Research

My research is in the area of machine learning and artificial intelligence with interdisciplinary applications (in particular to music ♬♩) and a focus on cognitive modelling and complex temporal structures.

Machine Learning & Artificial Intelligence

  • Probabilistic Modelling: Bayesian inference, graphical models, artificial grammars, Monte-Carlo methods, approximate inference
  • Neuro-Symbolic Modelling: end-to-end differentiable parsing algorithms, deep neural networks, structured differentiable models
  • Structure Learning: feature discovery, structure learning in graphical models, parsing algorithms
  • Planning & Decision Making: reinforcement learning, classical planning, Monte-Carlo tree search, heuristic search, active learning

Cognitive Modelling

  • Music Cognition: perception of harmony & voice leading, hierarchical metrical structure, rhythm, expectation and surprise
  • Communication & Interaction: emergence of symbols in communication, cultural evolution, iterated learning paradigm

Applications

  • Music: music analysis & musical form, new interfaces for musical expression and education
  • Ethical AI: moral reasoning & autonomous systems
  • Medicine: 3D medical image analysis (CT/MRI) & semi-automatic segmentation
While I am particularly fascinated by human cognition, the involved questions are much broader, aiming at the comprehension of acting and learning systems in general and entailing a range of technical, philosophical, and practical challenges. All of my research projects are, in one way or another, related to one of the following high-level questions.

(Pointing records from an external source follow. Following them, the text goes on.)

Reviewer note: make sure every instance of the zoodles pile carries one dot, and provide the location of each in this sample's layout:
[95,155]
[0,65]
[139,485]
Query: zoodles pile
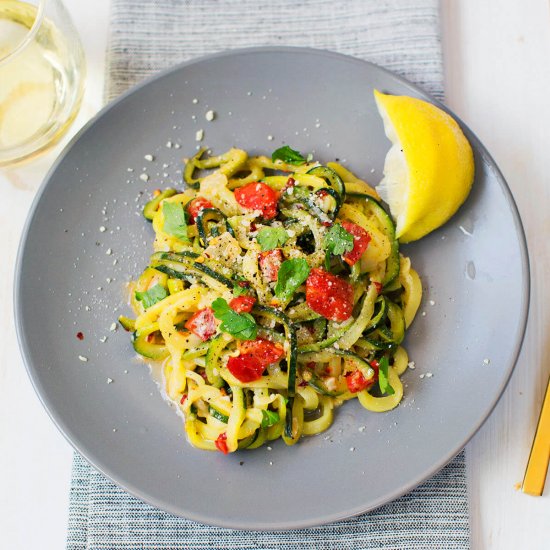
[275,293]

How do we perceive and represent the world?

(Perception and Learning)

When we perceive the world we learn something about it. However, perceiving the world does not mean to passively take in all information. For example, already on the level of our retina the visual input is preprocessed and transformed (things like edge detection happen here to some extent) such that what actually reaches our brain contains more relevant information. These transformations change how the external world is represented internally. And what makes a good representation depends on what the information should be used for. Perception is an active process in yet another way because our actions determine what we perceive and thus what we learn about the world. I can decide to open a box and learn what is inside or leave it closed and do something else instead. Learning and acting are thus intimately intertwined, which leads to the next question.

How do we take decisions?

(Acting and Planning)

Taking the right decisions is difficult mainly for two reasons. First, we do not have perfect knowledge of the consequences of our actions, either because the world is inherently non-deterministic or because we are lacking some information about it. For choosing the best action we thus have to take into account all of its possible outcomes. Second, our actions change the world, which means that they potentially have effects in the remote future including what the effect of future actions is. It is therefore not enough to only consider the very next action, but we effectively have to think about all possible sequences of actions and all of their possible outcomes – a task of overwhelming complexity. However, understanding the characteristics of our environment allows us to come up with acceptable solutions even in situations that otherwise seem intractable, as the intelligent behavior of many humans and animals proves.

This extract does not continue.